Sipos Csaba dchardware@gmail.com wrote:
The AMR capability works great with your drop-in MGW implementation, voice quality improved a lot. I also tested the FR/EFR part earlier, which also works as expected.
Hi again Csaba, and thank you for publicly acknowledging your positive experience with this new E1 Abis MGW!
CSD is definitely interesting, once I have at least two CSD capable devices, I will give that a try as well.
As a heads-up, one interesting feature of my planned ThemWi MSC (a more complete implementation of traditional MSC functionality, using osmo-msc with some upcoming patches as just the front end) will be ability to make single-leg CSD calls, needing only one GSM MS. There will be a separate daemon process dedicated to this function, and you will be able to define special phone numbers that interwork CSD either to a Telnet BBS or to Internet with PPP. I also plan to implement interworking to ISDN and analog modem emulation (modem or fax waveforms inside G.711 PCM sample stream of what looks like a voice call to IP-PSTN) exactly per GSM 09.07 - but these plans are fairly distant for now...

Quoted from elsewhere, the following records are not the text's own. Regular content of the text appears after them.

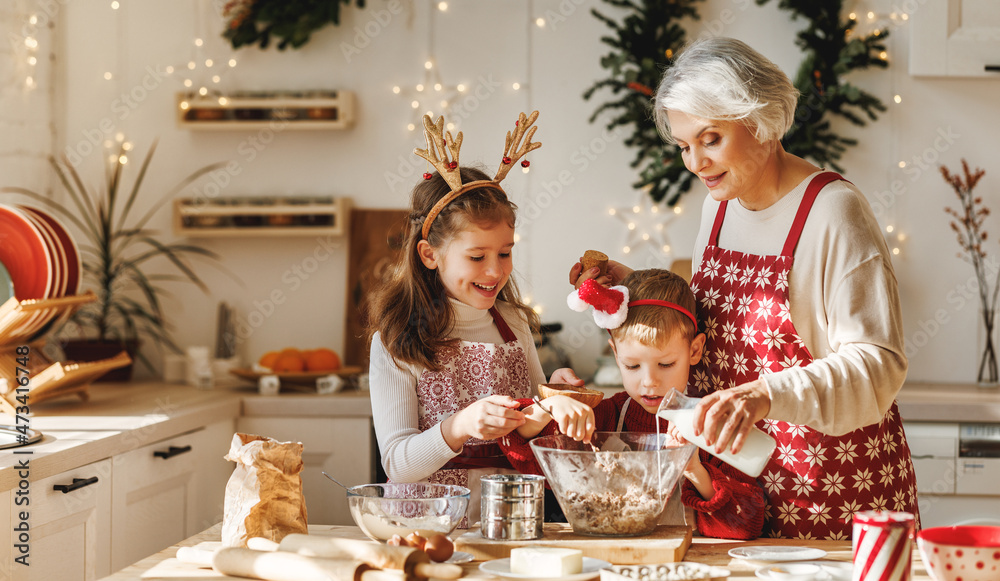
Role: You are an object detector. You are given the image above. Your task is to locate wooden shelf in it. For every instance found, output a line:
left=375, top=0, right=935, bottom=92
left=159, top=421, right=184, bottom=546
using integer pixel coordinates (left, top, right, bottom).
left=174, top=196, right=350, bottom=237
left=176, top=91, right=354, bottom=131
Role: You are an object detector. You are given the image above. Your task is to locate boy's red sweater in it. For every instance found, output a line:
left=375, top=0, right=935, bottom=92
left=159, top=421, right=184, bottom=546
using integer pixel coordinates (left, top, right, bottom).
left=497, top=391, right=767, bottom=539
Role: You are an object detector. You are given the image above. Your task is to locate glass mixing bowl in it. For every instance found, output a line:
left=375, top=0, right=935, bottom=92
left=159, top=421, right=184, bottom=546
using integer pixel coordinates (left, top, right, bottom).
left=347, top=482, right=469, bottom=543
left=531, top=432, right=697, bottom=537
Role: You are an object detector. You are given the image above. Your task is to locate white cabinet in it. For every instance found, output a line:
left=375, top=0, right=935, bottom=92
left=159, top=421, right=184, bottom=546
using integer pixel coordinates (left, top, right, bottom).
left=0, top=490, right=9, bottom=581
left=236, top=417, right=375, bottom=525
left=11, top=460, right=111, bottom=581
left=185, top=418, right=236, bottom=538
left=111, top=420, right=233, bottom=571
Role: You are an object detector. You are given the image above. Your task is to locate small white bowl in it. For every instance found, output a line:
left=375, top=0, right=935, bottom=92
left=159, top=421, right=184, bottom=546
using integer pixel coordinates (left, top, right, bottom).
left=767, top=563, right=820, bottom=581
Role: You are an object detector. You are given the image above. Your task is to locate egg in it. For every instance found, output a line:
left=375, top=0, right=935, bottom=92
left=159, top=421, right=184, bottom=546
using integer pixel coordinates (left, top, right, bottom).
left=424, top=534, right=455, bottom=563
left=406, top=531, right=427, bottom=551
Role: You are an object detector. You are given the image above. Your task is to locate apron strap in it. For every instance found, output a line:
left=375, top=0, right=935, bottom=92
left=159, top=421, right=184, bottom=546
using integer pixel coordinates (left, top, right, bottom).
left=708, top=200, right=729, bottom=246
left=781, top=171, right=844, bottom=256
left=440, top=441, right=513, bottom=470
left=615, top=397, right=632, bottom=432
left=490, top=306, right=517, bottom=343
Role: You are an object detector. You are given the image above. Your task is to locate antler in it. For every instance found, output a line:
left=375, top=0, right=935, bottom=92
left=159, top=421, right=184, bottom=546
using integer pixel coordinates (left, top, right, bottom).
left=413, top=113, right=464, bottom=191
left=493, top=111, right=542, bottom=182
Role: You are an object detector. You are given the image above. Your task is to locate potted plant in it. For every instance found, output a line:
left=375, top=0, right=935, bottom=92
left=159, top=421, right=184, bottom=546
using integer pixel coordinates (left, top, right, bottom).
left=3, top=142, right=223, bottom=380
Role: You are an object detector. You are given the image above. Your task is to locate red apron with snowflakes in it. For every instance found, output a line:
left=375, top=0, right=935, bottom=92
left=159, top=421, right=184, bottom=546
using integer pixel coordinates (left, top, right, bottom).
left=417, top=307, right=532, bottom=528
left=688, top=172, right=919, bottom=540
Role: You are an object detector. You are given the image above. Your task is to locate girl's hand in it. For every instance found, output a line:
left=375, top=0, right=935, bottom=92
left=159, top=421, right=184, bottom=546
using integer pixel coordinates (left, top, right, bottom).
left=694, top=379, right=771, bottom=454
left=441, top=395, right=525, bottom=451
left=569, top=260, right=632, bottom=288
left=549, top=367, right=586, bottom=387
left=541, top=395, right=597, bottom=443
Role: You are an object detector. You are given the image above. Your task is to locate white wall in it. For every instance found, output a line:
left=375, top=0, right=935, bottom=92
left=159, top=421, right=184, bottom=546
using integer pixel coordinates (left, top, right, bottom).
left=0, top=0, right=1000, bottom=381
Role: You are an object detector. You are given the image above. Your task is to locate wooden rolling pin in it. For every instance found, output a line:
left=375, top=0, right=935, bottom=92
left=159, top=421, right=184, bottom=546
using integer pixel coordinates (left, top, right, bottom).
left=212, top=547, right=405, bottom=581
left=278, top=534, right=462, bottom=579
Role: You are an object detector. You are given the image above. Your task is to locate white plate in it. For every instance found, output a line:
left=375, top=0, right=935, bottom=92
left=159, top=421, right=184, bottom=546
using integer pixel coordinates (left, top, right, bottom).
left=445, top=551, right=474, bottom=565
left=755, top=561, right=854, bottom=581
left=479, top=557, right=611, bottom=581
left=729, top=545, right=826, bottom=562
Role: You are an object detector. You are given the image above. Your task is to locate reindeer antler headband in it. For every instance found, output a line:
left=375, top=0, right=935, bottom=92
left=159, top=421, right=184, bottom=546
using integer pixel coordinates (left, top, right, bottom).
left=413, top=111, right=542, bottom=240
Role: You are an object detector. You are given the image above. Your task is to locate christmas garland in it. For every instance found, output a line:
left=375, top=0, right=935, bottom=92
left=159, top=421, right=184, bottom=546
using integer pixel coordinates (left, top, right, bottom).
left=222, top=0, right=365, bottom=50
left=583, top=0, right=888, bottom=206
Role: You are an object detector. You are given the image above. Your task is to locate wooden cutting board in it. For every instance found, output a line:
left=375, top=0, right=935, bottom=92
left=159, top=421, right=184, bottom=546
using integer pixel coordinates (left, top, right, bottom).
left=455, top=523, right=691, bottom=565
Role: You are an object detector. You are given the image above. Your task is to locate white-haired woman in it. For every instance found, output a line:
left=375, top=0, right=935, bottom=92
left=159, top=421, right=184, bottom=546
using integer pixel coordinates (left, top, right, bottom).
left=570, top=38, right=917, bottom=539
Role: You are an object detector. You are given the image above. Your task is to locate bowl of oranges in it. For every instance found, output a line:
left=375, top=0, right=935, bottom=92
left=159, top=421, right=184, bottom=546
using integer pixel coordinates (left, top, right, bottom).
left=232, top=347, right=361, bottom=384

We already tried with a Nokia MetroSite, and early next year I am planning to try with our UltraSite setup at the museum as well.
Given the similarity between MetroSite and UltraSite, it would be unlikely to have one work but not the other - but of course it will be nice to have a confirmation.
Would be nice to be able to send fax on top of GSM :-)
Interworking between GSM and PSTN in fax mode (send GSM fax to or receive one from a more traditional fax machine that sits on an analog POTS line) is a function defined in GSM 03.45 - and yes, I do plan to implement it, once again speaking the necessary waveforms inside G.711 PCM sample stream to IP-PSTN.
Little bit of tweaking will likely needed, but at least it is not a completely unknown part like AoIP.
Small but important nitpick: AoIP is fully known because it is a 3GPP standard. Instead the part that is largely unknown is how each BSS vendor implemented their own proprietary version of Abis-IP, particularly the user plane. It _seems_ that both Ericsson and Nokia implemented proprietary packet formats on Abis-IP that (in terms of information content) can be converted to either TRAU frames or AoIP - but details are scarce.